La popolarità di Lukashenko è legata principalmente alle sue politiche economiche, che “antepongono gli interessi della comunità”: una forma di “mercato socialista” che si oppone al “capitalismo selvaggio”. Si tratta, in buona sostanza, delle stesse politiche che erano in vigore sotto lo statalismo sovietico, per il quale Lukashenko non ha mai nascosto la sua nostalgia. Per poter attuare le riforme con le mani più libere, il presidente sospese il Parlamento nel 1996 e si auto-prorogò il mandato di due anni, fino al 2001 quando fu rieletto con un voto ritenuto truccato. Aleksander Lukashenko gode dell’appoggio di 7 partiti o movimenti non registrati come tali, ma presenti alla Camera con loro uomini. Il presidente è riconducibile all’area comunista, in cui si formò sotto l’Urss.
Il sistema politico concede poco spazio ai partiti: alle elezioni del 2008, soltanto i comunisti e il partito dei contadini entrarono in Parlamento, rispettivamente con 6 e un deputato. I rimanenti 103 sono formalmente ritenuti candidati indipendenti. Il presidente può comunque legiferare per decretazione in ogni momento e su ogni tema. Partiti, movimenti ed esponenti dell’opposizione sono del tutto assenti dal Parlamento. Già nel 2006, gli osservatori Osce contestarono la validità delle presidenziali, che assegnarono la vittoria a Lukashenko con l’82,6% delle preferenze.
Il Consiglio d’Europa definì addirittura “illegale” la Costituzione bielorussa, in quanto viola il principio della separazione dei poteri, e a poco sono valse le sanzioni internazionali che hanno colpito il Paese e il suo governo. Lukashenko, già “persona non grata” per l’Ue, ha continuato a governare con “quel piglio autoritario che mi è innato per poter controllare il Paese”, come lui stesso ammise in un’intervista alla radio di Stato nel 2003.

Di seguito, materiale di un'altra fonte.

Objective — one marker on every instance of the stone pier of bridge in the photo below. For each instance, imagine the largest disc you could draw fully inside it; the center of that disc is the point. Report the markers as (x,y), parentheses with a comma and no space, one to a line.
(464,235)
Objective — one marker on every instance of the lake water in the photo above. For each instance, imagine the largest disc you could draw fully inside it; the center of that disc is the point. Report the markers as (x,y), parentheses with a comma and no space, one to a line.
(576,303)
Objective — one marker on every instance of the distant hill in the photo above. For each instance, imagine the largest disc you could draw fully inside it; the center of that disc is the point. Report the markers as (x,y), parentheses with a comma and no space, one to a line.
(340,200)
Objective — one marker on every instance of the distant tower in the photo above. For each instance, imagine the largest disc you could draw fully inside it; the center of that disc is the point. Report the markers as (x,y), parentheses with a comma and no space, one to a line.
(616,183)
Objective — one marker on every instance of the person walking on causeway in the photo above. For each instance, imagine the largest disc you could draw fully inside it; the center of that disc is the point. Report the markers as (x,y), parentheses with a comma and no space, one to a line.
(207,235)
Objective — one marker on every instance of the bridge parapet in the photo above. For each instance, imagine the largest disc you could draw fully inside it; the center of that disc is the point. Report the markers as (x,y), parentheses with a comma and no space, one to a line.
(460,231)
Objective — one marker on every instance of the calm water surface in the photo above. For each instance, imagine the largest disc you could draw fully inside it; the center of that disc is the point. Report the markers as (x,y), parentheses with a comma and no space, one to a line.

L’unico governo occidentale ritenuto amico della Bielorussia è quello italiano. Un anno fa, il presidente del Consiglio Berlusconi si recò in visita a Minsk per rilanciare i rapporti economici bilaterali. In conferenza stampa, osservò come l’amore del popolo bielorusso per Lukashenko si vede “dai risultati elettorali che sono sotto gli occhi di tutti”, suscitando numerose critiche in Italia. Per il ministro degli Esteri Frattini, invece, l’Europa deve incoraggiare il cammino verso una svolta democratica. La visita di Berlusconi resta a tutt’oggi l’unica di un leader occidentale in 16 anni di isolamento del Paese.